Я никогда не был близок к власти, и она на меня влияла, как дождь в соседней стране. В комсомоле числился, а коммунистом не был, хотя говорили: партбилет - главное, без бумажки ты букашка. Но я считал, что если человек умный, со способностями, то всего может достичь и без красной книжечки. Сейчас я член самой большой партии, называется она (пусть это прозвучит и пафосно) украинский народ.

- Как вы все-таки живете?

- Материально живу хорошо. И представляете, Миша, все, что у меня есть, я имею благодаря творчеству. Нынче таких людей можно пересчитать по пальцам, а если говорить о поэтах - единицы. Горжусь этим. Живу на Крещатике. Есть машина, и не одна, есть загородный дом, прекрасный сад, есть экономка, шофер, садоводы. А о том, сколько зарабатываю, в отличие от многих эстрадных звезд говорить не стану. Считаю, что если Бог дал, то незачем этим кичиться, травмировать других людей, которые этого не имеют.

- Большие гонорары коллег вам настроение не портили?

- Никому не завидовал! И никогда не спрашивал, кто сколько получает. Ну, допустим, ответят мне честно, ошеломят какой-нибудь суммой, и у меня, как вы говорите, испортится настроение... Что я от этого выиграю? Ничего. Обычно, когда спрашивали меня, я отвечал, и те, кто интересовался моими гонорарами, тут же темнели лицом. Я считаю, что нашу страну в первую очередь может погубить не экономика и не борьба за власть, а именно зависть.

- Чувство, знакомое многим...

- В наших людях это почему-то особенно проявляется. Сколько анекдотов на эту тему! Вот например. Экскурсия в ад. Три больших чана, в которых варятся грешники. Один стерегут несколько сот чертей, другой - всего два рогатых, а возле третьего вообще никого. Экскурсанты спрашивают главного аспида: "Почему такая недемократичность?". Тот объясняет: "В том чане, который больше всего охраняется, находятся евреи, за ними нужен глаз да глаз. Все друг другу помогают вылезти наверх". - "А почему возле второго чана только два черта?". - "Там русские. Если кто по пьяни выползет, его за руки, за ноги - и обратно". - "А почему возле третьего чана совсем нет охраны?". - "Там украинцы. Никому вылезти не дадут"...
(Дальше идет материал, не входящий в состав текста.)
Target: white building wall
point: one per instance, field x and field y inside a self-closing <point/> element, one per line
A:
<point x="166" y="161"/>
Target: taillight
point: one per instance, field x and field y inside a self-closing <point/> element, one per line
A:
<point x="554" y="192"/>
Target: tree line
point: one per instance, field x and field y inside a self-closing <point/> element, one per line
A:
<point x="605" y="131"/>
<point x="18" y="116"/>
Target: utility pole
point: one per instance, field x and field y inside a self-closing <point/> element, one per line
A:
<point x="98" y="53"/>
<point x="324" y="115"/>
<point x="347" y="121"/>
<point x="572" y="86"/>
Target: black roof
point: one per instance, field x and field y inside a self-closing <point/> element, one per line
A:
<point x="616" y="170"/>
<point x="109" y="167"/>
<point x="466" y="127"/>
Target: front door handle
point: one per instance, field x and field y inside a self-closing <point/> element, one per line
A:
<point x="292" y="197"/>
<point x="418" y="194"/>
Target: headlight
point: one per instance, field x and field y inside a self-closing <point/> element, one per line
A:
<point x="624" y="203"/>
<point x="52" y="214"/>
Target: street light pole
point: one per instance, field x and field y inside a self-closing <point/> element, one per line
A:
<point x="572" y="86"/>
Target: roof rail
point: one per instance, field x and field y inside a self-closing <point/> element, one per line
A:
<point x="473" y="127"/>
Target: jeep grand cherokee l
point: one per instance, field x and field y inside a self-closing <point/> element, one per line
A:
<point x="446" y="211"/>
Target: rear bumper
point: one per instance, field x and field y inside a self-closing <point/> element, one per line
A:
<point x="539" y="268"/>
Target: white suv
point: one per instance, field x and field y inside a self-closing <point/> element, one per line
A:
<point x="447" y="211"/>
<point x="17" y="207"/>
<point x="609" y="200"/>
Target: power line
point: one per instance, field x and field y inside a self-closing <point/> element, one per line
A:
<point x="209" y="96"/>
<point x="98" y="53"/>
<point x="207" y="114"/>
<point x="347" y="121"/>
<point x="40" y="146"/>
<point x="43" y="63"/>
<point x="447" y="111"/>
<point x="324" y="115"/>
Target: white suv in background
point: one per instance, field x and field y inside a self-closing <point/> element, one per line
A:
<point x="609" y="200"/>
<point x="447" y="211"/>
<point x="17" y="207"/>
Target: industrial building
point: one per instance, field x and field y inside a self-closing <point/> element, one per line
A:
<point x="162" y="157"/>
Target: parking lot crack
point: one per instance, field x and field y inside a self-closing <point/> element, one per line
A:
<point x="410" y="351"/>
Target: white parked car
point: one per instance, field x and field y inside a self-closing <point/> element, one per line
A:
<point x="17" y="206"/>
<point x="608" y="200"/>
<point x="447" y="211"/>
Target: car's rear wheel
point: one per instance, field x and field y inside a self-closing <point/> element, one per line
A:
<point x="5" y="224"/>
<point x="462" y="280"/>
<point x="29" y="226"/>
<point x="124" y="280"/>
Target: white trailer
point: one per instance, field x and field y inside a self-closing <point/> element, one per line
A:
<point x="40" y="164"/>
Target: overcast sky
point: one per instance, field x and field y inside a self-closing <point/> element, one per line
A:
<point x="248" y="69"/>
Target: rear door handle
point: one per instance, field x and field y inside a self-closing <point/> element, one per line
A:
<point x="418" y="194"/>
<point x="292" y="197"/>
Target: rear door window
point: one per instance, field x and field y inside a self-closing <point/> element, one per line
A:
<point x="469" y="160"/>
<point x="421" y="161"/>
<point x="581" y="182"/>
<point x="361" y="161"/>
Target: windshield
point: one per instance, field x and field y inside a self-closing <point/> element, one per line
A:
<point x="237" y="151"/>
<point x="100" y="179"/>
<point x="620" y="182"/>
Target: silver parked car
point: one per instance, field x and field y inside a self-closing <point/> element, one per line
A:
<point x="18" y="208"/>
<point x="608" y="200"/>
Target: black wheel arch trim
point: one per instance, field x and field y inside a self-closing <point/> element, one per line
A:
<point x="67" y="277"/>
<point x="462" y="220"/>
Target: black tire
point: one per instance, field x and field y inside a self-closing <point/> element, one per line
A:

Я помню, как родилась песня "Дай, Боже, радостi". Есть там такие слова:

У бiлої заздростi - бiла печаль,
У чорної - чорний весь свiт.
У бiлої заздростi - щирiсть в очах,
У чорної - схована злiсть...
Дай, Боже, до старостi
Не знати чорної заздростi,
Дай, Боже, не заздрить нiкому!
Дай, Боже, радостi, свiтлої радостi
Кожному серцю i кожному дому!

В половине третьего ночи меня будит телефонный звонок. Cнимаю трубку, слышу взволнованный голос Назария Яремчука, с которым мы очень дружили: "Андрюша, с этой песней я готов умереть! Вот послушай... Если умру, чтобы она звучала". Премьера этой песни была в Нью-Йорке перед 20-тысячной аудиторией. Пять раз бисировалась!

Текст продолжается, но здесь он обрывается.